After the guilty verdict in 2017, police reopened the case, and while the original postmortem had not treated Diane Stewart’s death as suspicious, later examination of brain tissue showed signs that “breathing had been restricted” for between 35 minutes and an hour before her death.

Diane Stewart
Diane Stewart. Photograph: Family handout/PA

A consultant neurologist estimated the risk of the 47-year-old having had a fatal epileptic seizure to be about one in 100,000; a Home Office pathologist said he would have expected to see injuries on the outside of a body of someone who had fallen on concrete during a fit, but no such injuries were found on the body.

The court heard Stewart had delayed several times before ringing 999 on 25 June 2010, and said he had performed CPR before attempting to get help from a doctor and a nurse who lived opposite. He said he had tried CPR again, before finally ringing the emergency services.

A paramedic who attended the scene said Stewart “appeared dissociative and was simply answering questions calmly”, and there were no signs of the bodily trauma that normally accompanied the administering of effective CPR.

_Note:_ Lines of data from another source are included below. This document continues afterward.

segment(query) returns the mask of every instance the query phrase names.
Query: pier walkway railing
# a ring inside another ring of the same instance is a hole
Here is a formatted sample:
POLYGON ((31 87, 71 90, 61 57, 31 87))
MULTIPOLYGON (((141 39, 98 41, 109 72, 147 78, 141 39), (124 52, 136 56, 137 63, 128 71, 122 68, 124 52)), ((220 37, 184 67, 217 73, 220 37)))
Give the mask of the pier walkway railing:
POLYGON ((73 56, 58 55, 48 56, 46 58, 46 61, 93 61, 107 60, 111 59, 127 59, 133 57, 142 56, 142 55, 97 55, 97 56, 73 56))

At his wife’s funeral, Stewart “seemed totally unbothered and seemed quite aloof”, said her friend Alexandra Bailey, while her sister Wendy Bellamy-Lee said he was “very calm”.

Det Supt Jerome Kent, who led the investigations into both women, called Stewart a “master manipulator”.

“He had the ability to convince agencies of his innocence and kept the truth of what happened from family and friends, keeping those lies going over months and years as well as through the court process,” he said.

He added: “There is no typical victim of domestic abuse. The fact is, it can happen to anyone”

After Diane’s death, Stewart inherited £96,000, which he said was for their sons’ future. He bought a red two-seater MG, but insisted the purchase was in her memory.

The prosecution QC, Stuart Trimmer – the same barrister who prosecuted Stewart’s first trial – suggested Stewart did not do the probate paperwork for a further £50,000 he could have claimed because by the end of the year of her death he had already met Helen Bailey in an online bereavement group.

Diane Stewart’s siblings, sister Wendy Bellamy-Lee and brother Christopher Lem, called her “a very special, caring and capable person” who would “always be greatly loved and hugely missed by her family and all who knew her”.